A FastAPI wrapper for Microsoft's BitNet inference framework that provides OpenAI-compatible API endpoints for 1-bit LLMs.
- Simple REST API for BitNet models
- OpenAI-compatible chat completions endpoint (
/v1/chat/completions
) - Conversation management
- Streaming responses support
- Cross-origin resource sharing (CORS) enabled
- Python 3.9+
- FastAPI
- Uvicorn
- Pydantic
- A built BitNet executable and model (from Microsoft BitNet)
- Clone the Microsoft BitNet repository and build it following the instructions in their GitHub repository:
git clone --recursive https://github.com/microsoft/BitNet.git
cd BitNet
- Follow the BitNet setup instructions to build the project and download a model:
conda create -n bitnet-cpp python=3.9
conda activate bitnet-cpp
pip install -r requirements.txt
# Download a model like BitNet-b1.58-2B-4T
huggingface-cli download microsoft/BitNet-b1.58-2B-4T-gguf --local-dir models/BitNet-b1.58-2B-4T
python setup_env.py -md models/BitNet-b1.58-2B-4T -q i2_s
- Install the API server requirements:
pip install fastapi uvicorn pydantic
- Place the
bitnet_api_server.py
file in your BitNet directory.
- Run the API server:
python bitnet_api_server.py -m /path/to/your/model.gguf --host 127.0.0.1 --port 8080
Parameters:
-m
or--model
: Path to your BitNet model file (required)--host
: Host to bind the server to (default: 127.0.0.1)--port
: Port to listen on (default: 8080)
- The server will be available at the specified host and port (default: http://127.0.0.1:8080)
POST /completion
Request body:
{
"prompt": "Your prompt text",
"temperature": 0.7,
"top_k": 40,
"top_p": 0.95,
"n_predict": 128,
"threads": 4,
"ctx_size": 2048,
"stream": false
}
POST /v1/chat/completions
Request body:
{
"model": "model_name",
"messages": [
{"role": "system", "content": "You are a helpful assistant."},
{"role": "user", "content": "Tell me a joke."}
],
"temperature": 0.7,
"top_p": 0.95,
"max_tokens": 128,
"stream": false
}
Create a new conversation:
POST /v1/conversations
Get a conversation:
GET /v1/conversations/{conversation_id}
Chat within a conversation:
POST /v1/conversations/{conversation_id}/chat
import requests
# Text completion
response = requests.post(
"http://localhost:8080/completion",
json={
"prompt": "Once upon a time",
"temperature": 0.7,
"n_predict": 50
}
)
print(response.json()["content"])
# Chat completion
response = requests.post(
"http://localhost:8080/v1/chat/completions",
json={
"model": "bitnet-model",
"messages": [
{"role": "system", "content": "You are a helpful assistant."},
{"role": "user", "content": "Write a short poem about AI."}
],
"temperature": 0.7,
"max_tokens": 100
}
)
print(response.json()["choices"][0]["message"]["content"])
MIT License
Copyright (c) 2024 BitNet API Server Contributors
Permission is hereby granted, free of charge, to any person obtaining a copy
of this software and associated documentation files (the "Software"), to deal
in the Software without restriction, including without limitation the rights
to use, copy, modify, merge, publish, distribute, sublicense, and/or sell
copies of the Software, and to permit persons to whom the Software is
furnished to do so, subject to the following conditions:
The above copyright notice and this permission notice shall be included in all
copies or substantial portions of the Software.

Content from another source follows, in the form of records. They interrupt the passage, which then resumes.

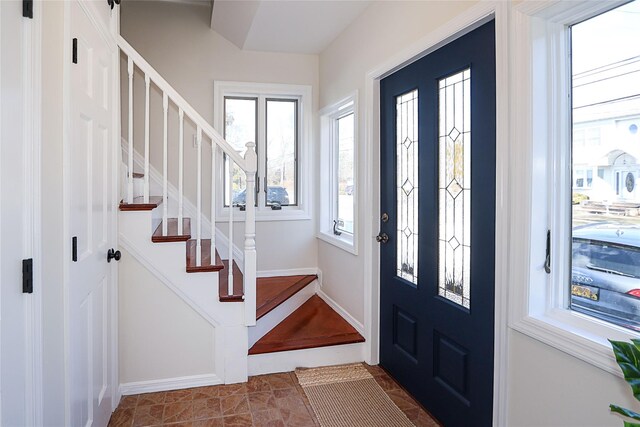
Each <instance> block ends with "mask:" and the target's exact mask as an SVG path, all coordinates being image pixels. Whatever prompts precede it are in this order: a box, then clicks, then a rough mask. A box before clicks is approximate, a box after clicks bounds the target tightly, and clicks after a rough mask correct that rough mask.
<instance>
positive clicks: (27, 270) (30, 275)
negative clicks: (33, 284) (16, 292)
mask: <svg viewBox="0 0 640 427" xmlns="http://www.w3.org/2000/svg"><path fill="white" fill-rule="evenodd" d="M22 293H23V294H32V293H33V258H29V259H23V260H22Z"/></svg>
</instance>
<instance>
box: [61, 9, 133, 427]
mask: <svg viewBox="0 0 640 427" xmlns="http://www.w3.org/2000/svg"><path fill="white" fill-rule="evenodd" d="M104 3H105V7H106V2H104ZM78 4H79V5H80V7H81V8H82V9H83V10H84V12H85V13H86V15H87V16H88V17H89V20H90V21H91V23H92V24H93V26H94V27H95V28H96V29H97V31H98V32H99V33H100V35H101V36H102V38H103V39H104V40H105V41H106V43H107V45H108V46H109V48H110V49H111V52H112V53H111V58H112V67H113V74H112V100H113V101H112V102H113V108H112V110H113V111H112V117H113V120H112V123H113V129H112V133H111V135H112V148H111V156H112V163H111V164H112V168H113V170H112V171H111V176H112V180H113V181H112V185H111V188H112V194H111V197H112V198H111V200H112V201H113V202H114V206H113V209H112V211H111V213H112V215H111V224H112V226H111V233H110V235H111V242H112V244H111V245H110V246H111V247H113V248H116V247H117V243H118V210H117V209H118V205H117V201H118V199H117V197H118V193H119V188H120V185H119V173H118V170H119V167H120V164H119V163H120V161H119V150H120V59H119V58H120V57H119V48H118V44H117V36H118V35H119V33H120V7H119V5H118V6H116V7H115V8H114V9H113V10H112V11H111V19H110V22H109V24H108V28H107V27H106V26H105V25H104V24H102V23H101V22H100V20H99V19H97V18H96V17H95V15H94V13H93V12H92V10H91V8H92V7H95V6H93V5H89V4H87V2H83V1H80V0H78ZM72 38H73V36H72V33H71V1H65V2H64V42H65V45H64V58H65V59H64V61H63V64H64V65H63V68H64V69H63V80H64V81H63V100H62V101H63V102H62V114H63V142H62V146H63V198H62V204H63V214H62V218H63V232H62V234H63V236H64V237H65V239H64V242H63V251H64V255H67V254H71V237H70V232H69V220H70V205H69V203H70V195H69V188H70V182H69V180H70V174H69V167H70V159H69V147H70V144H71V136H72V124H71V85H72V84H73V82H71V65H72V62H71V56H72V44H71V40H72ZM67 237H68V238H67ZM105 256H106V254H105ZM68 259H70V256H63V257H62V261H61V262H62V263H63V292H64V304H65V307H64V310H65V313H64V323H65V324H64V351H65V360H64V365H65V397H64V405H65V425H68V424H70V421H71V402H70V384H69V378H68V375H69V372H70V368H69V351H70V343H69V316H68V303H69V298H68V292H69V285H70V283H69V277H70V274H69V267H70V265H69V263H68V262H66V260H68ZM110 268H112V272H111V283H110V286H111V292H110V293H109V298H110V301H109V306H110V307H111V312H110V316H111V322H110V325H109V327H110V328H111V331H110V332H111V335H110V342H109V346H110V349H111V355H110V357H109V361H110V366H109V370H110V379H109V380H110V382H111V384H110V385H111V390H112V399H111V406H112V407H111V410H112V411H114V410H115V409H116V408H117V406H118V403H119V401H120V397H121V393H120V390H119V378H118V263H112V266H110Z"/></svg>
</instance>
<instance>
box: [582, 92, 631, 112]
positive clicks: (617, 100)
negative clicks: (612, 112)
mask: <svg viewBox="0 0 640 427" xmlns="http://www.w3.org/2000/svg"><path fill="white" fill-rule="evenodd" d="M636 98H638V99H640V93H636V94H635V95H628V96H622V97H620V98H614V99H608V100H606V101H601V102H594V103H593V104H587V105H581V106H579V107H573V109H574V110H578V109H580V108H587V107H593V106H596V105H603V104H613V103H614V102H620V101H629V100H632V99H636Z"/></svg>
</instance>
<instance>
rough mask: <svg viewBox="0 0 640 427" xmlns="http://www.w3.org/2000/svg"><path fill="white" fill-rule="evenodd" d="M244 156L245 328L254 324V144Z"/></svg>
mask: <svg viewBox="0 0 640 427" xmlns="http://www.w3.org/2000/svg"><path fill="white" fill-rule="evenodd" d="M246 147H247V151H246V153H245V155H244V161H245V167H246V169H245V172H246V174H247V192H246V194H247V198H246V205H245V209H246V210H245V223H244V227H245V228H244V306H245V323H246V325H247V326H253V325H255V324H256V274H257V265H256V263H257V256H256V206H255V205H256V203H255V200H256V172H257V170H258V155H257V154H256V144H255V143H254V142H247V144H246Z"/></svg>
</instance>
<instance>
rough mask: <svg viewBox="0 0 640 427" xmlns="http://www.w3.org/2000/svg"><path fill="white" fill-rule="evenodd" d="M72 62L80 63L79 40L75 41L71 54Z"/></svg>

THE SOFTWARE IS PROVIDED "AS IS", WITHOUT WARRANTY OF ANY KIND, EXPRESS OR
IMPLIED, INCLUDING BUT NOT LIMITED TO THE WARRANTIES OF MERCHANTABILITY,
FITNESS FOR A PARTICULAR PURPOSE AND NONINFRINGEMENT. IN NO EVENT SHALL THE
AUTHORS OR COPYRIGHT HOLDERS BE LIABLE FOR ANY CLAIM, DAMAGES OR OTHER
LIABILITY, WHETHER IN AN ACTION OF CONTRACT, TORT OR OTHERWISE, ARISING FROM,
OUT OF OR IN CONNECTION WITH THE SOFTWARE OR THE USE OR OTHER DEALINGS IN THE
SOFTWARE.
This project serves as an API wrapper for Microsoft's BitNet framework. All credit for the underlying BitNet implementation goes to Microsoft and the BitNet contributors.
- Microsoft BitNet - Official inference framework for 1-bit LLMs
- BitNet Models - Official BitNet models on Hugging Face
This is not an official Microsoft product. This project is a community contribution to make BitNet more accessible through a standard API interface.